From: Do we protect freshwater eels or do we drive them to extinction?

Figure 1

Fluctuations of recruitment in tropical juvenile eels in Indonesia between 1997 and 1999. Monthly abundance of 3 tropical juvenile eels collected at the new moon in the Poigar River estuary, north Sulawesi Island of Indonesia from 1997 to 1999 (for October 1997 samples: O1 = first new moon, O2 = second new moon) (Arai et al. 1999; Sugeha et al. 2001).
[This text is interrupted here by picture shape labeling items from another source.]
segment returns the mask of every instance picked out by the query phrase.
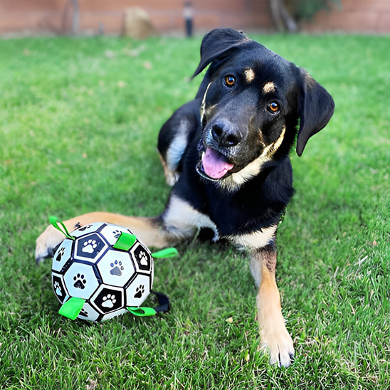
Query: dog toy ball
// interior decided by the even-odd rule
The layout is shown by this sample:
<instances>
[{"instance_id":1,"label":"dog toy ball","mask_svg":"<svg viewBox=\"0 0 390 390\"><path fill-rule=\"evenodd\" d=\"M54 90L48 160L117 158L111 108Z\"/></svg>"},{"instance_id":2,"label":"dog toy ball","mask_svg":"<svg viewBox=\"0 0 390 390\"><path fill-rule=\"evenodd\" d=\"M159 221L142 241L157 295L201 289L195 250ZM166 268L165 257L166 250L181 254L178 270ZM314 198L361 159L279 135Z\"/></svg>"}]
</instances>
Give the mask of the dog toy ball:
<instances>
[{"instance_id":1,"label":"dog toy ball","mask_svg":"<svg viewBox=\"0 0 390 390\"><path fill-rule=\"evenodd\" d=\"M75 320L105 321L130 312L137 316L168 311L168 297L152 291L154 258L177 254L174 248L151 253L127 228L94 223L69 233L56 217L49 221L66 238L54 253L52 283L59 313ZM152 292L157 307L142 307Z\"/></svg>"}]
</instances>

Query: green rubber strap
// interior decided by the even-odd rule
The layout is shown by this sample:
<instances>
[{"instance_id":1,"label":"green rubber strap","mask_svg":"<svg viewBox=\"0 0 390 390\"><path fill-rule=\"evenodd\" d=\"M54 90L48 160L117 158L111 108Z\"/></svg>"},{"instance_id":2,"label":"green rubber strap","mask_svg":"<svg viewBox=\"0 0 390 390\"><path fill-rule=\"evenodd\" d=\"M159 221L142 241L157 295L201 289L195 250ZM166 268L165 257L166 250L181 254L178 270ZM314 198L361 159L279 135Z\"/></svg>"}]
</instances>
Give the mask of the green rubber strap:
<instances>
[{"instance_id":1,"label":"green rubber strap","mask_svg":"<svg viewBox=\"0 0 390 390\"><path fill-rule=\"evenodd\" d=\"M69 298L63 305L60 307L58 312L67 317L70 320L75 320L77 316L80 314L85 300L82 298L78 298L76 297L72 297Z\"/></svg>"},{"instance_id":2,"label":"green rubber strap","mask_svg":"<svg viewBox=\"0 0 390 390\"><path fill-rule=\"evenodd\" d=\"M75 237L70 236L70 233L68 231L66 226L64 225L63 222L58 219L56 216L49 216L49 222L58 230L59 230L67 238L70 238L70 240L75 240ZM58 223L62 226L63 228L58 226Z\"/></svg>"},{"instance_id":3,"label":"green rubber strap","mask_svg":"<svg viewBox=\"0 0 390 390\"><path fill-rule=\"evenodd\" d=\"M137 237L134 234L130 234L122 231L120 233L117 242L113 245L115 249L121 251L128 251L137 241Z\"/></svg>"},{"instance_id":4,"label":"green rubber strap","mask_svg":"<svg viewBox=\"0 0 390 390\"><path fill-rule=\"evenodd\" d=\"M149 317L157 314L157 312L152 307L127 307L127 309L132 314L138 317Z\"/></svg>"},{"instance_id":5,"label":"green rubber strap","mask_svg":"<svg viewBox=\"0 0 390 390\"><path fill-rule=\"evenodd\" d=\"M162 251L152 253L152 257L154 258L173 258L178 254L179 252L175 248L167 248L166 249L162 249Z\"/></svg>"}]
</instances>

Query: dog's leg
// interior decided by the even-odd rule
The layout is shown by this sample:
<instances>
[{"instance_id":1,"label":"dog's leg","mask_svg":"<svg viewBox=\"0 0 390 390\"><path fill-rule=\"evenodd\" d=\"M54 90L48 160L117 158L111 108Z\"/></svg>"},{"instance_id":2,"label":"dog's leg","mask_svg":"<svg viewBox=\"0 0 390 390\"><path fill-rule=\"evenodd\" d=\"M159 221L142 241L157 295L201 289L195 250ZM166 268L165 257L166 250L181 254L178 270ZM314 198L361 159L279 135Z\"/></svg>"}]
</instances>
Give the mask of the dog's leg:
<instances>
[{"instance_id":1,"label":"dog's leg","mask_svg":"<svg viewBox=\"0 0 390 390\"><path fill-rule=\"evenodd\" d=\"M175 195L171 196L167 209L159 217L126 216L95 212L73 218L64 223L71 232L93 222L107 222L128 228L146 246L154 248L164 248L190 239L203 226L213 227L208 217ZM64 238L65 236L60 231L52 226L48 226L36 240L36 262L53 255Z\"/></svg>"},{"instance_id":2,"label":"dog's leg","mask_svg":"<svg viewBox=\"0 0 390 390\"><path fill-rule=\"evenodd\" d=\"M169 245L169 238L161 228L161 221L157 218L130 217L112 213L95 212L83 214L64 221L70 231L94 222L107 222L129 228L145 245L162 248ZM53 255L56 247L65 236L51 225L36 240L36 260Z\"/></svg>"},{"instance_id":3,"label":"dog's leg","mask_svg":"<svg viewBox=\"0 0 390 390\"><path fill-rule=\"evenodd\" d=\"M288 367L294 357L292 339L285 325L280 296L275 280L276 246L274 243L253 250L251 271L256 284L258 320L261 347L270 353L270 362Z\"/></svg>"}]
</instances>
Juvenile eels were collected at the mouth of the tropical river, and they were caught along a 10 m transect along the beach within 1.5 m from shore using 2 triangular scoop nets (mouth 0.3 m2, 1 mm mesh). The nets were fished simultaneously at depths of 25 to 50 cm in 10 replicate passes at hourly intervals (Arai et al. 1999; Sugeha et al. 2001). The temporal patterns of juvenile catches suggest tropical juveniles recruit to the estuary throughout the year with considerable inter-annual variation in the recruitment patterns. The recruitment patterns are clearly different from those of European, American, Japanese, Australian and New Zealand eels, which have much shorter seasonal ranges in recruitment period during about half the year or less (Matsui 1952; Haro and Krueger 1988; Gandolfi et al. 1984; Sloane 1984; Jellyman 1977). This figure was drawn using the original data from Arai et al. (1999) and Sugeha et al. (2001).